В горах Кавказа

В горах Кавказа

«Кавказ подо мною…»

Пушкин

Почему я здесь, на Бермамыте, в табуне, а не в библиотеке среди книг? В жаркую пору холодной войны с университетской скамьи, взяли меня на работу в ИМЛИ – Институт мировой литературы, освященный и защищенный от угрозы закрытия именем Горького. Угроза эта нависала время от времени над всеми академическими институтами, но едва только подбирались к нам, наш директор, столп режима и крестный отец идеологии, восклицал: «А мы еще не выполнили всех заветов Алексея Максимовича!» И – руки прочь: нас оставляли в покое до следующего раза. Расположен был ИМЛИ на улице Воровского, таксисты в наше время говорили: «Была Поварска?я, стала Воровска?я». Улица ныне стала опять Поварско?й, но откуда идет, казалось бы, вполне по смыслу самоочевидное название? Само собой, там при Грозном жили повара, однако, не всякие повара, а которые готовили для Конюшего приказа.
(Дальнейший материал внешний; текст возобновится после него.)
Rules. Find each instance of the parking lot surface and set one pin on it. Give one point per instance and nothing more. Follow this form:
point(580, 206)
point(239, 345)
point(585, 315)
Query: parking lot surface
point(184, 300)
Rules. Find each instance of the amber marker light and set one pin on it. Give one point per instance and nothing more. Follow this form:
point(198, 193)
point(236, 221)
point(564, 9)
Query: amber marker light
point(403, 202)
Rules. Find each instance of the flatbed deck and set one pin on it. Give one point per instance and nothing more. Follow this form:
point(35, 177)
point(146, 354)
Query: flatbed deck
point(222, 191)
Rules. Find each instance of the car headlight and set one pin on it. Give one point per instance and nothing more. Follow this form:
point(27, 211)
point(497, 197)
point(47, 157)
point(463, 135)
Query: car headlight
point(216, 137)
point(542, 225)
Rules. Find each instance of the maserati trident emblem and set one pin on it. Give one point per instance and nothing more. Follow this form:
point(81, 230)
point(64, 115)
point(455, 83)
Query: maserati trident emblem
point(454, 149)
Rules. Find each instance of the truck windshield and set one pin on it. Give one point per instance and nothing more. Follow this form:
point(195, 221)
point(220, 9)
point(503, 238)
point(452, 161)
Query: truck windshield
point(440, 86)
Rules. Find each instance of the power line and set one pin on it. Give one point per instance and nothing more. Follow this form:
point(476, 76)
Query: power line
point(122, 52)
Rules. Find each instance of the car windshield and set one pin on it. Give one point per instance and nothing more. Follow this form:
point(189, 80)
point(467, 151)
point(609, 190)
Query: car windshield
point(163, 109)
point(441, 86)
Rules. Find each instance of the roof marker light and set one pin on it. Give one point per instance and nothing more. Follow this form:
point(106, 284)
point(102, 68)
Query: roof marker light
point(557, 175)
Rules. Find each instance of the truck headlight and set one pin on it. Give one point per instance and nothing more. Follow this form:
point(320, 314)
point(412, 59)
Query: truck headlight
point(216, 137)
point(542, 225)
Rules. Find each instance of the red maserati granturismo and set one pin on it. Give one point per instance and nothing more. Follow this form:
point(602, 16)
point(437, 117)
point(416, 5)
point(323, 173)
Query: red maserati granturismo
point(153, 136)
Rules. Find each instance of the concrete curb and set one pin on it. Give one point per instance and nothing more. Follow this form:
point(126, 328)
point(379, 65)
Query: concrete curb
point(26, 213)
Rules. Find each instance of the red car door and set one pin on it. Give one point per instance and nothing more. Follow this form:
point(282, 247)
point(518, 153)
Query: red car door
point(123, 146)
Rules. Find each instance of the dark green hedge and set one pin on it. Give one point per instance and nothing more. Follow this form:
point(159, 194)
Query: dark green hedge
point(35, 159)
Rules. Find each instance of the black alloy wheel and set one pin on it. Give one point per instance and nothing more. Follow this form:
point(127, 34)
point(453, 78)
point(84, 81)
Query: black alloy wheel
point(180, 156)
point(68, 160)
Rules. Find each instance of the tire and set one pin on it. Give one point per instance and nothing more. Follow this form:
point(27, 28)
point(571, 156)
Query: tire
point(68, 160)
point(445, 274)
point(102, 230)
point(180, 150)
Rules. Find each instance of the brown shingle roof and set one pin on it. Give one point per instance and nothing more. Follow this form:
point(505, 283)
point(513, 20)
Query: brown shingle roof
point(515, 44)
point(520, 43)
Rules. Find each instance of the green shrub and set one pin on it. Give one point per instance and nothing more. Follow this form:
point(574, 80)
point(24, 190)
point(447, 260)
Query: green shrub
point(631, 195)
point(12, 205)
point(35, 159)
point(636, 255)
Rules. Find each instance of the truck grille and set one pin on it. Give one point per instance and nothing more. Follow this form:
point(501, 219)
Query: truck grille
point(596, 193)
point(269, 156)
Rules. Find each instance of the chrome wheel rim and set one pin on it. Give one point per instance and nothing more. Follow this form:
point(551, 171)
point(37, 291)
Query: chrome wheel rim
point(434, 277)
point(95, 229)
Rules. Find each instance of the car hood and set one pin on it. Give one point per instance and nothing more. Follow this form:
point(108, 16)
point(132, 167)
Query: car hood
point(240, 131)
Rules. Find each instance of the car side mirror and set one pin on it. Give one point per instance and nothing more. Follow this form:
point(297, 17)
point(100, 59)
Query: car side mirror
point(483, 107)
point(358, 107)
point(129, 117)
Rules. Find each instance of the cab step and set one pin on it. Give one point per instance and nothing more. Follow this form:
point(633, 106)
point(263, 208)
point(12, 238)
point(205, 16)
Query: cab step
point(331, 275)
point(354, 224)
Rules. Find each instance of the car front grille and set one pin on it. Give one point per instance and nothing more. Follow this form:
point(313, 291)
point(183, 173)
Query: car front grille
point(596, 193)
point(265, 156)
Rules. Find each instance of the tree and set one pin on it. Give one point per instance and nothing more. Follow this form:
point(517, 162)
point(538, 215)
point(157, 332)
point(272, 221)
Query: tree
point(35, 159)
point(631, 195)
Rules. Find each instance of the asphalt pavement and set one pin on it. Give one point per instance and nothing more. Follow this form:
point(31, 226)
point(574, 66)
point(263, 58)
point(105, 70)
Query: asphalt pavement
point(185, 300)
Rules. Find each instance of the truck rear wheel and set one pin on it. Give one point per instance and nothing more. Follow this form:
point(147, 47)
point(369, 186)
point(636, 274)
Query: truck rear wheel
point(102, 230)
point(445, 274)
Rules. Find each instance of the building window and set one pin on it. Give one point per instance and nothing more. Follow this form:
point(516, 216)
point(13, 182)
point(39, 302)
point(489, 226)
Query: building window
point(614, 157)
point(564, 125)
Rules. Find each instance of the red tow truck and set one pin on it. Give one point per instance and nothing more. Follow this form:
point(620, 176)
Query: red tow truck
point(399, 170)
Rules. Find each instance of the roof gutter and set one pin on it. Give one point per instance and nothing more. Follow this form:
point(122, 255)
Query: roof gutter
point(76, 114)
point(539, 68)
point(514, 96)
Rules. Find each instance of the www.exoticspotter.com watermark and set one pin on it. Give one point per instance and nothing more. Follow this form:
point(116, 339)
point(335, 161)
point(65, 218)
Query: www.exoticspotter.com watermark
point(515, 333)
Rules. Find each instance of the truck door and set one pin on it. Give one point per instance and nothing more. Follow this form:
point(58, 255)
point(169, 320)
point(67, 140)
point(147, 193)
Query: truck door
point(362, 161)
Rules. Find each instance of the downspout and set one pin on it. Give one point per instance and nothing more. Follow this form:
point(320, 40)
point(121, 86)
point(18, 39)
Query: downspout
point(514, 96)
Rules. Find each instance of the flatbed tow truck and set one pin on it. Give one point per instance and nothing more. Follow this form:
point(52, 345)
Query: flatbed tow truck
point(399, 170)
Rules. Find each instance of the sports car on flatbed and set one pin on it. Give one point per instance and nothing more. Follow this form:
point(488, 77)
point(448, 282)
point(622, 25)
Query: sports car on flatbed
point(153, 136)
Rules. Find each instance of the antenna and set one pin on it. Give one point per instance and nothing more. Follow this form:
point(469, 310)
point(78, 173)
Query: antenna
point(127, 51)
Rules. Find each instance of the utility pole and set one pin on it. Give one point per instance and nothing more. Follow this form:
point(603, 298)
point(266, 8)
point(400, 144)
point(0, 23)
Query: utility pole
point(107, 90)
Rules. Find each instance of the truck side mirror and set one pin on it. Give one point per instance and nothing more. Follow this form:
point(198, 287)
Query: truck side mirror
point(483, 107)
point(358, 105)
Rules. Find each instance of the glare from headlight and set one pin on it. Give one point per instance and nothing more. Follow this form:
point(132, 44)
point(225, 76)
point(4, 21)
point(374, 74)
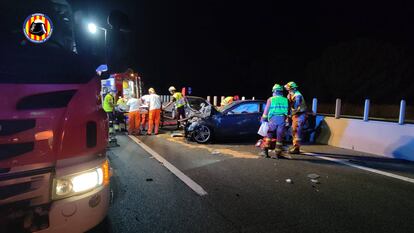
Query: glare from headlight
point(81, 182)
point(86, 181)
point(63, 187)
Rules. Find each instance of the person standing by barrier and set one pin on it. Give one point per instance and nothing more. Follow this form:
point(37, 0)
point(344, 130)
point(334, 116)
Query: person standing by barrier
point(109, 104)
point(134, 117)
point(144, 112)
point(179, 100)
point(275, 113)
point(154, 111)
point(298, 114)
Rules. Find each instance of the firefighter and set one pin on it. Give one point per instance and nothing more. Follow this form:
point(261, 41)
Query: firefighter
point(154, 111)
point(297, 113)
point(179, 100)
point(275, 113)
point(226, 101)
point(109, 103)
point(134, 116)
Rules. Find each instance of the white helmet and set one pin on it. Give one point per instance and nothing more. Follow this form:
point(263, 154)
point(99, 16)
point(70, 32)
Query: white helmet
point(172, 88)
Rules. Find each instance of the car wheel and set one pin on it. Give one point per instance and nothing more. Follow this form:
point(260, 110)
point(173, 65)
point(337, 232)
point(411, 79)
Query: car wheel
point(202, 134)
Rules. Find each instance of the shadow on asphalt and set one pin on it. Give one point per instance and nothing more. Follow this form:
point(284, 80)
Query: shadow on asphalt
point(366, 158)
point(104, 227)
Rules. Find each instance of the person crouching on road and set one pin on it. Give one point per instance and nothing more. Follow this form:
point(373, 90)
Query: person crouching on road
point(134, 117)
point(179, 100)
point(298, 113)
point(154, 111)
point(275, 113)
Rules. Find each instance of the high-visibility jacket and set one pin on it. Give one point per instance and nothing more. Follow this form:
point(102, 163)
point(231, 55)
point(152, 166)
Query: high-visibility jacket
point(278, 106)
point(226, 101)
point(179, 99)
point(108, 104)
point(297, 103)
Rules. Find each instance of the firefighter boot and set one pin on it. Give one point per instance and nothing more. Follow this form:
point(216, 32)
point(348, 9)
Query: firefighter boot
point(278, 152)
point(294, 150)
point(264, 153)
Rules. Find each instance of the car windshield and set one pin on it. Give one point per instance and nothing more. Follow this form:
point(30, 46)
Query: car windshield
point(222, 109)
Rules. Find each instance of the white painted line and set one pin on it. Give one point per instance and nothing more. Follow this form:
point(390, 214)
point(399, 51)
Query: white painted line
point(403, 178)
point(187, 180)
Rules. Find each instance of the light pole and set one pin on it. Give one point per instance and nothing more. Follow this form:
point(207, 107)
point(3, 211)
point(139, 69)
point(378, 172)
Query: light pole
point(93, 29)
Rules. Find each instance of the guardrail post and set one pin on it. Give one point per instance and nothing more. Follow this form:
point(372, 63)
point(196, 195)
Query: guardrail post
point(366, 110)
point(401, 119)
point(338, 108)
point(314, 105)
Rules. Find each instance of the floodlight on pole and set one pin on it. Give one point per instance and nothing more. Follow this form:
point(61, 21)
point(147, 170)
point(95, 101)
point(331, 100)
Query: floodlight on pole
point(92, 28)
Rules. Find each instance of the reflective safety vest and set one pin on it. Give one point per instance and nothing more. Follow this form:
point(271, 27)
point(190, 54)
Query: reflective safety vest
point(108, 104)
point(228, 100)
point(179, 99)
point(278, 106)
point(301, 108)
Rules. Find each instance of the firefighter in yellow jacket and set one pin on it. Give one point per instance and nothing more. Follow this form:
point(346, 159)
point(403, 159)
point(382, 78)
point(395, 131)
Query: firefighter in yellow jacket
point(298, 113)
point(275, 113)
point(179, 100)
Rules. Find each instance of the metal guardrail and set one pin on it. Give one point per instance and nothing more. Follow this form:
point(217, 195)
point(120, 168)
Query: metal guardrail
point(338, 106)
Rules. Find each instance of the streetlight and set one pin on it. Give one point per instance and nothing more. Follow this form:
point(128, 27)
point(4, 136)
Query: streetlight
point(93, 29)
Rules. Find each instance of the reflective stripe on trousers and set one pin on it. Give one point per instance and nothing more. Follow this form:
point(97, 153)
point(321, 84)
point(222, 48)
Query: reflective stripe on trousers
point(298, 121)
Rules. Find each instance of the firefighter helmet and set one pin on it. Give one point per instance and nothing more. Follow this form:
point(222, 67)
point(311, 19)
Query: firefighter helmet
point(38, 28)
point(291, 85)
point(277, 87)
point(172, 88)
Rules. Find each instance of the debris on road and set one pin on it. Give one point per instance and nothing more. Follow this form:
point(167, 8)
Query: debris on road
point(313, 176)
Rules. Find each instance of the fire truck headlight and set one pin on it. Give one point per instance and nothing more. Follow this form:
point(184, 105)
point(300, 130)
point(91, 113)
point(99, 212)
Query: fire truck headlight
point(82, 182)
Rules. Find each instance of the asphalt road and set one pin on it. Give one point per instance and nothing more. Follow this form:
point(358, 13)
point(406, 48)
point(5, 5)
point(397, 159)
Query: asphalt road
point(247, 193)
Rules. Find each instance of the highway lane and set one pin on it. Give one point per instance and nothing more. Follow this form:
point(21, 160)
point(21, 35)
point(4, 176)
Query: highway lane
point(247, 193)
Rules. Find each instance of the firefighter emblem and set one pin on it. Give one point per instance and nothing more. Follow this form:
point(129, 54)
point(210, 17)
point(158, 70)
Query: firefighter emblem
point(38, 28)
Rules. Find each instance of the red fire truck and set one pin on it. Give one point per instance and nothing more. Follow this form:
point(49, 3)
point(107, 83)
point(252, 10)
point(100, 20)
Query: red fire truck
point(54, 172)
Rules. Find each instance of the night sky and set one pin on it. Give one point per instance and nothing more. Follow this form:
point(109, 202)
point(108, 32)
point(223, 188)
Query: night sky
point(346, 49)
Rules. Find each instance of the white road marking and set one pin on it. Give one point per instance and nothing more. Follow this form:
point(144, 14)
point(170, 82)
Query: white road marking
point(403, 178)
point(187, 180)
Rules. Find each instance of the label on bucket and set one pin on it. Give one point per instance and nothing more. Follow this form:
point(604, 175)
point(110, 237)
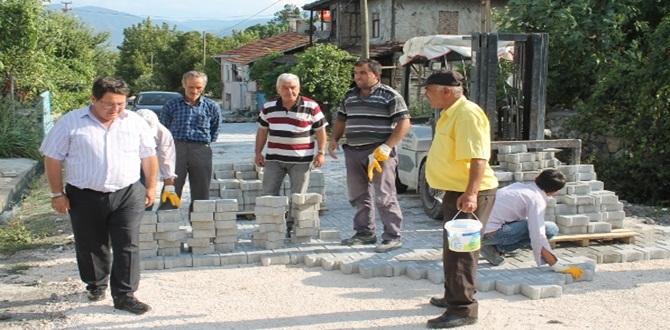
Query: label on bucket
point(463, 235)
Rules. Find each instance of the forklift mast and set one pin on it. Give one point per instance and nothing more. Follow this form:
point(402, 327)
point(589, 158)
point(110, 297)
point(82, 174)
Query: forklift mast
point(521, 115)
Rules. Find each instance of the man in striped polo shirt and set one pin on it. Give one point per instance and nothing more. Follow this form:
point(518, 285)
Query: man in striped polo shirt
point(374, 118)
point(289, 125)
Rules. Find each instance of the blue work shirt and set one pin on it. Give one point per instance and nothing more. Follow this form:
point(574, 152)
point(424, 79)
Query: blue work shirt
point(192, 123)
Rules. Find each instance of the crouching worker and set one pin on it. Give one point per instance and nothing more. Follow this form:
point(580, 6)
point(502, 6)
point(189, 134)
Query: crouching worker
point(517, 220)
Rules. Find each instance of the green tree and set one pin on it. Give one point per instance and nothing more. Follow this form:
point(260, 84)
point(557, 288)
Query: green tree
point(325, 74)
point(142, 45)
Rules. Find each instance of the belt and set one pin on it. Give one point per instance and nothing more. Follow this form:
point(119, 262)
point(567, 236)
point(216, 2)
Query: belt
point(491, 234)
point(364, 147)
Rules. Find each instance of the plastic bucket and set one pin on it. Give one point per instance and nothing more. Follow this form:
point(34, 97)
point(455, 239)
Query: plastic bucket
point(464, 235)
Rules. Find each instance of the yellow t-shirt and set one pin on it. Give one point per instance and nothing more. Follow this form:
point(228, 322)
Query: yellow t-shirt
point(461, 134)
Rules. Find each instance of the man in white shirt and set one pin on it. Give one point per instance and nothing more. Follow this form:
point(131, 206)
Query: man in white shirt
point(517, 220)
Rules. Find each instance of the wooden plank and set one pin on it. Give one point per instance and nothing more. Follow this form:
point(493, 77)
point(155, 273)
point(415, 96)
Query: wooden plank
point(621, 235)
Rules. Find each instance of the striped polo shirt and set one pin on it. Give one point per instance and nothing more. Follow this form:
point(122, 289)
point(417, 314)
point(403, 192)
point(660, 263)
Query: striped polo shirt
point(371, 120)
point(291, 131)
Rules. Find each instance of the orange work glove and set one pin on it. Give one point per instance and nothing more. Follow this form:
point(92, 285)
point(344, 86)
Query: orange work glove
point(373, 165)
point(382, 153)
point(573, 271)
point(169, 194)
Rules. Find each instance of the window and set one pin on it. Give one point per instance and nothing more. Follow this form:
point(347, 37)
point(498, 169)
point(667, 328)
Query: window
point(375, 25)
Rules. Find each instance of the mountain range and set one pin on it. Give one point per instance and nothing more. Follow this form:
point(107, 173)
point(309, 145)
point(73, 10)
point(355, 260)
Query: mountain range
point(103, 19)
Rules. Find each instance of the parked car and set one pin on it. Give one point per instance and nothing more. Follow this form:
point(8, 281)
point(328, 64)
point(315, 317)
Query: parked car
point(153, 101)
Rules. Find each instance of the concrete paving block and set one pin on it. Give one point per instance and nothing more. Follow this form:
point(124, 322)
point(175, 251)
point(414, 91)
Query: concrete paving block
point(598, 227)
point(272, 201)
point(168, 215)
point(178, 261)
point(209, 260)
point(578, 200)
point(202, 225)
point(330, 263)
point(618, 206)
point(204, 233)
point(147, 228)
point(245, 175)
point(154, 263)
point(275, 259)
point(572, 220)
point(564, 209)
point(204, 206)
point(149, 217)
point(170, 235)
point(577, 188)
point(199, 250)
point(169, 251)
point(312, 260)
point(234, 258)
point(508, 287)
point(348, 267)
point(591, 208)
point(541, 291)
point(311, 198)
point(167, 227)
point(224, 247)
point(226, 205)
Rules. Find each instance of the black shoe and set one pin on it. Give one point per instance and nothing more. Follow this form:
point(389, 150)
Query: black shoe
point(439, 302)
point(360, 239)
point(132, 305)
point(450, 321)
point(96, 295)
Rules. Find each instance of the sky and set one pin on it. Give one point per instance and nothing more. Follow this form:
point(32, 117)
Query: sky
point(191, 9)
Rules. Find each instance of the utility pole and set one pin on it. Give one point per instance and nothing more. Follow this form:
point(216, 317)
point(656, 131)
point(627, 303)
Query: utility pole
point(204, 50)
point(66, 4)
point(485, 16)
point(365, 30)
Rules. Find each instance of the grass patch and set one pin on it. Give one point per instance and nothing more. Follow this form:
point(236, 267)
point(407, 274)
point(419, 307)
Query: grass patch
point(34, 223)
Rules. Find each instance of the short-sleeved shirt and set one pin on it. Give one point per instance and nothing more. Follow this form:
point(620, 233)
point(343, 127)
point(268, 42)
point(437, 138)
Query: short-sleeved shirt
point(461, 134)
point(96, 157)
point(371, 120)
point(522, 202)
point(192, 123)
point(291, 131)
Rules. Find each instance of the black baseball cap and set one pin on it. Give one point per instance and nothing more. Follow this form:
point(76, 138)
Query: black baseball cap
point(445, 78)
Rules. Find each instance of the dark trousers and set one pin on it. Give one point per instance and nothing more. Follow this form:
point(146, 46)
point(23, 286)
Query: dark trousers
point(380, 193)
point(460, 268)
point(194, 159)
point(103, 222)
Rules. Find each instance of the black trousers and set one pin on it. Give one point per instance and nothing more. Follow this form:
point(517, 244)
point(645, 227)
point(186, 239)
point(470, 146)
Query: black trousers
point(106, 222)
point(460, 268)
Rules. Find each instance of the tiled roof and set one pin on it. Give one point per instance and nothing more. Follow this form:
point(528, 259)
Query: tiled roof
point(280, 43)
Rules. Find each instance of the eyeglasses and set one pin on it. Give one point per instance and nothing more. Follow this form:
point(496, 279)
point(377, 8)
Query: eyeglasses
point(110, 106)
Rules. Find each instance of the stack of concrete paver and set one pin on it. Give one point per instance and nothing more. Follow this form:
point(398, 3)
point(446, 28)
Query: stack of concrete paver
point(148, 245)
point(202, 222)
point(168, 234)
point(271, 219)
point(581, 207)
point(305, 214)
point(226, 227)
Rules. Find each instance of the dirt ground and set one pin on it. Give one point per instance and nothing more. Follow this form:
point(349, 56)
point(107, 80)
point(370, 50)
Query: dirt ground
point(40, 289)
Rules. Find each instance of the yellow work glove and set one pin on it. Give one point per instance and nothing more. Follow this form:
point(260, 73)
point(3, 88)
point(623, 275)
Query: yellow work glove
point(373, 165)
point(170, 195)
point(382, 153)
point(573, 271)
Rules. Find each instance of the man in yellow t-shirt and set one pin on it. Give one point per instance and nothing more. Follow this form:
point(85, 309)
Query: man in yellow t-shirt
point(458, 164)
Моя служба была для меня исполнена символизма двойного – в том же здании когда-то помещалось Государственное коннозаводство. Заседания нашего Ученого Совета, различные торжества, похороны, гражданские панихиды (скольких корифеев науки мы, молодежь, на своих плечах отнесли к дальнему пределу, столько, что я до сих не переношу запаха цветов, напоминающих мне одно – похороны), все это проводилось в том же зале, где некогда хоронили управляющего, генерала от кавалерии Гартунга, застрелившегося после того как суд оправдал его, и по этому случаю генералитет явился на похороны при параде. Вдова его, дочь Пушкина, занимала в том же здании квартиру. Я даже позволял себе шутить, говоря, что если совершится контрреволюция то с восстановлением прежнего режима здание будет возвращено конникам, и всех сотрудников за ненадобностью выгонят, а для меня найдется какая-нибудь пусть самая завалящая должность. Но одна пожилая сотрудница, которой было давно пора на пенсию, мне поведала, что и у нее есть надежда: она была племянницей Дарагана (звук этого имени, принадлежавшего виднейшему деятелю отечественного коннозаводства, изменил мой взгляд на старушку-литераторшу).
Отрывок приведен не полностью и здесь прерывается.